Contributors: Staff critics Jon Bream, Chris Riemenschneider and Tom Horgen and freelancers Larry Fuchsberg and Tom Surowicz.


Now in its 14th year, the Cafe Accordion Orchestra is still one of Dan "Daddy Squeeze" Newton's younger bands, taking a chronological back seat to the Rockin' Pine Cones and Jumbo Ya Ya. But the CAO is definitely the accordion master's most high-profile group, having twice played at Lincoln Center in New York City, turning up regularly on MPR and traveling to Vienna for a prestigious festival in 2005, not to mention a string of well-received CDs. Initially the quintet immersed itself in the romantic music of Parisian bistros of the 1920s to 1950s, but now you're also likely to hear Tex-Mex polkas, Brazilian forro, Colombian cumbia, jazz swing, and soundtrack tunes from the recent CD "Cinema." (8 p.m. Sat., Cedar Cultural Center. $12-$15.) (T.S.)

When last seen in the Twin Cities, Angelique Kidjo lit up Xcel Energy Center opening for Josh Groban. The Benin-born, Brooklyn-based Afro-pop star is a raw, powerful singer, spirited dancer and irresistible showwoman. She does a mean version of the Stones' "Gimme Shelter," which can be heard on 2007's "Djin Djin," a Grammy finalist for best contemporary world-music album. A UNICEF ambassador, Kidjo is an ardent speaker about justice, famine, HIV/AIDS and peace, among other topics. Those issues crop up in her songs and her between-song conversation. (5 p.m. Sun., Ordway Center, $7-$20. 651-224-4222.) (J.B.)


Brother Ali isn't the Midwest's only burgeoning Muslim rapper. Michigan's underground star One Be Lo (aka OneManArmy) converted to Islam after a stint in prison starting at age 18. When he got out, he formed the cult-loved duo Binary Star, whose 2000 album "Masters of the Universe" has become a collector's item. He's hitting the road to promote another solo album, "The R.E.B.I.R.T.H.," and bringing his old pal Senim Silla for the first-ever local performances by Binary Star.
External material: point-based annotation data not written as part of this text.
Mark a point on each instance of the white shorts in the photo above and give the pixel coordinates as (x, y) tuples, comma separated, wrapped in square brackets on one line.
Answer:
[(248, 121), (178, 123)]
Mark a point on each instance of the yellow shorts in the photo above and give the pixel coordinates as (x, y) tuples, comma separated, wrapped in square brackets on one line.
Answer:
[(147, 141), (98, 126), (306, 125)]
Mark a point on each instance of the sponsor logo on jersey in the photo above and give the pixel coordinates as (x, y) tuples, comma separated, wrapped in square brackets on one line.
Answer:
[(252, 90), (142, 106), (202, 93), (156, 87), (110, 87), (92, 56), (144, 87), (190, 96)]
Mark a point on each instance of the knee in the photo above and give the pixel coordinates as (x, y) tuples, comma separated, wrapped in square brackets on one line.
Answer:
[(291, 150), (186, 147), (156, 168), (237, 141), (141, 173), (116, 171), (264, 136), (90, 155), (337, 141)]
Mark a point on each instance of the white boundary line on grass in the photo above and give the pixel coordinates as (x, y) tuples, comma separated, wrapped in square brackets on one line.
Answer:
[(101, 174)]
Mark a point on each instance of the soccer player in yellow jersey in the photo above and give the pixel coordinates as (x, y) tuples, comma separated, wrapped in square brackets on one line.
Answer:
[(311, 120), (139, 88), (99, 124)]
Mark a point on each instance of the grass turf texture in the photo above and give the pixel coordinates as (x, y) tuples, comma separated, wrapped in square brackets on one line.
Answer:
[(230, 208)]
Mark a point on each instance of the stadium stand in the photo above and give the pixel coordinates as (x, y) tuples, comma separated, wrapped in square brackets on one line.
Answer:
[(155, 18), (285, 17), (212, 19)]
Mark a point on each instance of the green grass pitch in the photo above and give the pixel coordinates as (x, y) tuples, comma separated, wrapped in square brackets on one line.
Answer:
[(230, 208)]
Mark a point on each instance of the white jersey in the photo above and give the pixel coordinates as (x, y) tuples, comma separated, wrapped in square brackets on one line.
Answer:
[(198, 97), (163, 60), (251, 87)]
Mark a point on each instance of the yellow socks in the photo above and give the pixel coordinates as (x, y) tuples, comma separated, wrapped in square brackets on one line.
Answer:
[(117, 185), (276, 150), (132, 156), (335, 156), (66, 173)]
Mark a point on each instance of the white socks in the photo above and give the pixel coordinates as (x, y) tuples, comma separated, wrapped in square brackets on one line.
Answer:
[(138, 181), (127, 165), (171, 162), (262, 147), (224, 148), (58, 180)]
The duo's reputation is evidenced by the openers lined up for these gigs, including Carnage, Muja Messiah and Ernie Rhodes. (5 and 10 p.m. today, Triple Rock. Early show all ages. $12.) (C.R.)
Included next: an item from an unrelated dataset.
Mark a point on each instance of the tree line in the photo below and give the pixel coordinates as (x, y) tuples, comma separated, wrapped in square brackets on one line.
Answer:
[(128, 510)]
When New Orleans rapper Lil Wayne first declared himself "the best rapper alive," most hip-hop fans chuckled. But in 2007, the pint-sized rapper with the croaky delivery made believers out of a lot of people. While his much-anticipated "The Carter III" won't drop until February, he spent the year stealing the spotlight with dozens of guest appearances and tons of mix tapes, the best of which, "Da Drought 3," was hailed by Rolling Stone and Spin as one of the best albums of 2007. On that disc and a slew of others, he displayed a newfound ability for bending the English language to his every whim. While some moments were breathtaking, others showed an artist happily experimenting with his insane genius, even if it seemed, uh, a little insane. Try this one: "I'm probably in the sky, flyin' with the fishes/ Or maybe in the ocean, swimmin' with the pigeons." Yikes. (6 p.m. Sat., Myth, $40-$50. All ages.) (T.H.)